Implementation Script
Using the openai and supabase-py libraries, a script can be written to automate the ingestion of memories into the vector store.
import openai
from supabase import create_client
url = "your-supabase-url"
anon_key = "your-anon-key"
supabase = create_client(url, anon_key)
openai.api_key = "your-openai-key"
def add_memory(text, meta={}):
# Generate embedding using OpenAI's efficient small model
response = openai.Embedding.create(
input=text,
model="text-embedding-3-small"
)
vector = response['data'][0]['embedding']
# Insert into Supabase memories table
supabase.table("memories").insert({
"content": text,
"embedding": vector,
"metadata": meta
}).execute()
add_memory("User prefers technical documentation over tutorials", {"category": "pref"})
Cost Analysis
Operating this pipeline is highly cost-effective. The text-embedding-3-small model costs approximately $0.02 per 1 million tokens. For personal knowledge bases or small-scale agents, the monthly expenditure is negligible, often falling within free credit tiers.
Step 3: MCP Server
The Model Context Protocol (MCP), introduced by Anthropic in 2024, standardizes how AI clients interact with external data. By implementing an MCP server, the AI can autonomously decide when to query the vector database to retrieve context.
Developing the Search Tool
The server acts as a bridge between the LLM and Supabase. It exposes a tool that takes a natural language string, converts it to a vector, and performs a cosine similarity search via a PostgreSQL RPC call or direct query.
from mcp.server import Server
import openai
from supabase import create_client
app = Server("open-brain-server")
supabase = create_client("url", "key")
@app.tool()
async def search_memories(query: str):
"""Search the open brain for relevant memories."""
# Embed query text
emb = openai.Embedding.create(input=query, model="text-embedding-3-small")['data'][0]['embedding']

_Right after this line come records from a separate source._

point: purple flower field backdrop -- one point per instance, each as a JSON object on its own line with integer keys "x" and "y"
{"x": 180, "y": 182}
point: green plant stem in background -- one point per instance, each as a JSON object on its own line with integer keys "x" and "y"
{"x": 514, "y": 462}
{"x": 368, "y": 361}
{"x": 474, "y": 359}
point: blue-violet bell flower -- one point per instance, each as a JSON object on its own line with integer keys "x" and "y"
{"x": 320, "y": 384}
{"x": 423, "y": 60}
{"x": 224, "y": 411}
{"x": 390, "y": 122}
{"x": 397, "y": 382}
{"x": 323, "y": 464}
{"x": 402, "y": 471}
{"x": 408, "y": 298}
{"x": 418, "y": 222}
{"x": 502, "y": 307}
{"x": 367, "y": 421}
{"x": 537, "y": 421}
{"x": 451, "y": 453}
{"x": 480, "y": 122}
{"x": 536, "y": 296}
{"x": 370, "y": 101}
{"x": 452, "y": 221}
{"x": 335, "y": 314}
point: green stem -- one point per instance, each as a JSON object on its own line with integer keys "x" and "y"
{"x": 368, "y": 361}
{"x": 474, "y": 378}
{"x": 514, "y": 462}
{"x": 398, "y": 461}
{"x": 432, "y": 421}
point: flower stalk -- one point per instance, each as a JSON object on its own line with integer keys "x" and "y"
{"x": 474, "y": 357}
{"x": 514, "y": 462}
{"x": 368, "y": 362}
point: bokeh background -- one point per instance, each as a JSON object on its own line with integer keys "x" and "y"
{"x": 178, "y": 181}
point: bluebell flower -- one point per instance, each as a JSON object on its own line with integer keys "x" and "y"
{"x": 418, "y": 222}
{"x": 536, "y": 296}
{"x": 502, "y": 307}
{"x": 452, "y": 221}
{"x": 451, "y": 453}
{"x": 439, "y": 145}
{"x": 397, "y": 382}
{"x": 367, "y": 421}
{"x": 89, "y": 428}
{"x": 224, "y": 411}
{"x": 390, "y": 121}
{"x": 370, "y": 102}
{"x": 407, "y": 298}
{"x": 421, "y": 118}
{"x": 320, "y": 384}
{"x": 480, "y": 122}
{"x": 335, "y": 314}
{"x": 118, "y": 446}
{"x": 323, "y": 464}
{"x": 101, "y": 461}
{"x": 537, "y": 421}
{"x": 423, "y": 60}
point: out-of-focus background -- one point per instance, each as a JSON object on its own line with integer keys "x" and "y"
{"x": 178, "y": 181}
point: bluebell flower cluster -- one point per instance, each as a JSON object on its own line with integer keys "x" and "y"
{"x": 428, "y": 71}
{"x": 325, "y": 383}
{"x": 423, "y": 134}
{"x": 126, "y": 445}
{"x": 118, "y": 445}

# Vector similarity search using pgvector's distance operator (<=>)
res = supabase.rpc('match_memories', {'query_embedding': emb, 'match_threshold': 0.5, 'match_count': 5})

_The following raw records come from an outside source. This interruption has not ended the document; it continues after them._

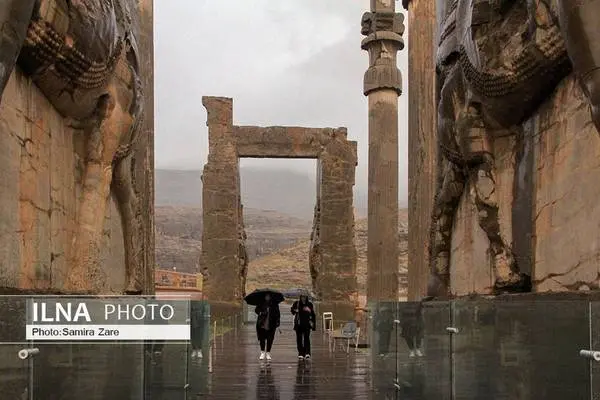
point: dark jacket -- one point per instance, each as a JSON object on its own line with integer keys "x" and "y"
{"x": 270, "y": 310}
{"x": 304, "y": 320}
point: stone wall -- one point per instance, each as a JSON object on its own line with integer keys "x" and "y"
{"x": 548, "y": 184}
{"x": 41, "y": 164}
{"x": 333, "y": 255}
{"x": 422, "y": 139}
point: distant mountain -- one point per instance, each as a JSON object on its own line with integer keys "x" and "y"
{"x": 285, "y": 191}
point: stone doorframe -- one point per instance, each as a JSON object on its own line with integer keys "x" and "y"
{"x": 224, "y": 259}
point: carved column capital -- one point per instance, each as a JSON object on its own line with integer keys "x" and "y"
{"x": 383, "y": 31}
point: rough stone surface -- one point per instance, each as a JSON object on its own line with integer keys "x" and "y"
{"x": 515, "y": 201}
{"x": 383, "y": 28}
{"x": 421, "y": 140}
{"x": 224, "y": 259}
{"x": 66, "y": 222}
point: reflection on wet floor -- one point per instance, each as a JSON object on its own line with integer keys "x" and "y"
{"x": 239, "y": 374}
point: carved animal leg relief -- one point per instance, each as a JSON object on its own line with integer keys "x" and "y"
{"x": 129, "y": 208}
{"x": 101, "y": 148}
{"x": 445, "y": 206}
{"x": 505, "y": 269}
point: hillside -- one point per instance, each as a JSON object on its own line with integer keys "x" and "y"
{"x": 285, "y": 191}
{"x": 179, "y": 234}
{"x": 288, "y": 268}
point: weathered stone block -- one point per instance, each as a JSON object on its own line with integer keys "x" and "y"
{"x": 332, "y": 249}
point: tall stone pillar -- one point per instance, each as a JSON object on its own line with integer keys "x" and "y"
{"x": 220, "y": 203}
{"x": 422, "y": 139}
{"x": 383, "y": 28}
{"x": 336, "y": 282}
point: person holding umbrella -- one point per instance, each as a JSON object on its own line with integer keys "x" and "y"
{"x": 304, "y": 322}
{"x": 268, "y": 318}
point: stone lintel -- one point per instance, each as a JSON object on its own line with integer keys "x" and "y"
{"x": 285, "y": 141}
{"x": 219, "y": 110}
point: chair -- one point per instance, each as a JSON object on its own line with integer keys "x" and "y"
{"x": 349, "y": 332}
{"x": 328, "y": 316}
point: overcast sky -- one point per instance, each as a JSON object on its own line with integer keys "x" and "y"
{"x": 284, "y": 62}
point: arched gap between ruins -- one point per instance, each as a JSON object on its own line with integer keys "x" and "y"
{"x": 224, "y": 258}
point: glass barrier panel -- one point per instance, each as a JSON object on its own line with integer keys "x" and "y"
{"x": 91, "y": 371}
{"x": 16, "y": 374}
{"x": 431, "y": 370}
{"x": 520, "y": 348}
{"x": 588, "y": 359}
{"x": 383, "y": 341}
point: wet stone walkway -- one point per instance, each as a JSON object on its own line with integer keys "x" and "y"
{"x": 237, "y": 373}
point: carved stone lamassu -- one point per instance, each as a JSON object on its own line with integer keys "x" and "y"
{"x": 497, "y": 61}
{"x": 84, "y": 57}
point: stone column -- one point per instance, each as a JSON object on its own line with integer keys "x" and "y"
{"x": 220, "y": 203}
{"x": 422, "y": 139}
{"x": 383, "y": 28}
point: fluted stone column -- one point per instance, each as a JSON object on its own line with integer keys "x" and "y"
{"x": 383, "y": 28}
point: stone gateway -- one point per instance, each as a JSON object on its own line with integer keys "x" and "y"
{"x": 332, "y": 251}
{"x": 516, "y": 147}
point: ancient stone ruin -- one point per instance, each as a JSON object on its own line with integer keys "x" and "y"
{"x": 76, "y": 153}
{"x": 383, "y": 28}
{"x": 332, "y": 251}
{"x": 515, "y": 162}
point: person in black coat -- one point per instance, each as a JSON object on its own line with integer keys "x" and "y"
{"x": 267, "y": 322}
{"x": 304, "y": 322}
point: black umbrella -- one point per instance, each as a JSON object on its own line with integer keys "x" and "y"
{"x": 258, "y": 296}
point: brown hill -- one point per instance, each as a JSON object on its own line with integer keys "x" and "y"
{"x": 179, "y": 234}
{"x": 288, "y": 268}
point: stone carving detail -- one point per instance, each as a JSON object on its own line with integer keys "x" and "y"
{"x": 84, "y": 57}
{"x": 496, "y": 62}
{"x": 332, "y": 255}
{"x": 383, "y": 31}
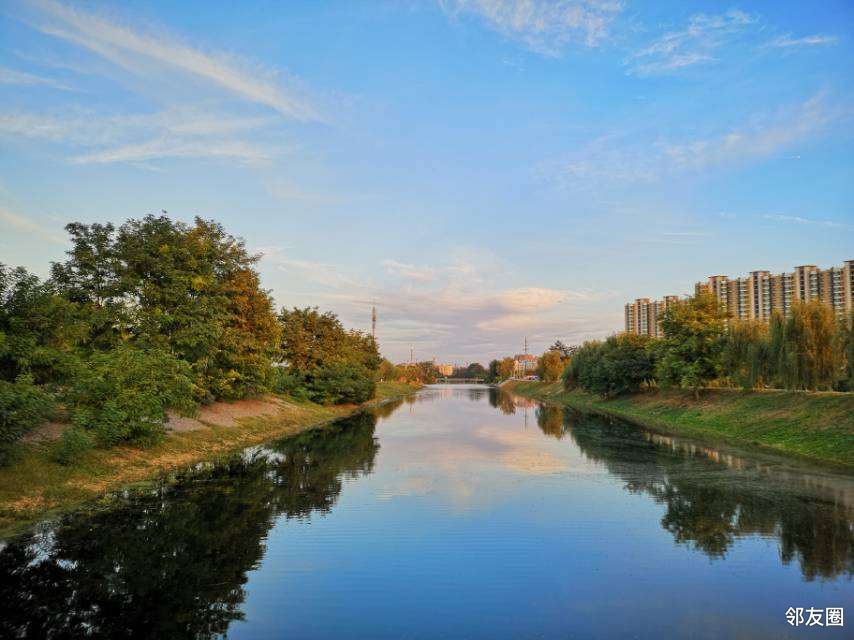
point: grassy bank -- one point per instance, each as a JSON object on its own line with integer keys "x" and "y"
{"x": 35, "y": 486}
{"x": 815, "y": 426}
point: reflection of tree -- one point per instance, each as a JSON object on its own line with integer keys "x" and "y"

return [item['content'] for item in res.data]
if __name__ == "__main__":
app.run()
Protocol Standards
This architecture follows the MCP specification detailed at modelcontextprotocol.io. By decoupling the data retrieval logic from the LLM, users can swap models (e.g., moving from Claude 3.5 Sonnet to a local Llama model) without rewriting the memory infrastructure. This modularity is essential for anyone learning how to build an open brain that remains future-proof.
Step 4: Wire It In
The final stage involves registering the MCP server with a compatible client. For Claude Desktop, this requires editing the claude_desktop_config.json file to include the server's executable path and environment variables.
Configuration and Testing
Once configured, restart the AI client. Test the integration by prompting: "What are my technical preferences recorded in my open brain?" The client will trigger the search_memories tool, fetch the top-5 results from Supabase, and synthesize a response based on retrieved facts.
Scaling Considerations
| Dataset Size | Performance Note | Optimization Required |
|---|---|---|
| < 10k rows | Sub-millisecond latency | None (Linear scan) |
| 10k - 1M rows | Fast retrieval | IVFFlat or HNSW Index |
| > 1M rows | Possible latency spikes | Partitioning / PgBouncer |
On a standard Supabase free tier, the system can handle roughly 100 queries per second with 50k rows before requiring advanced index tuning or connection pooling.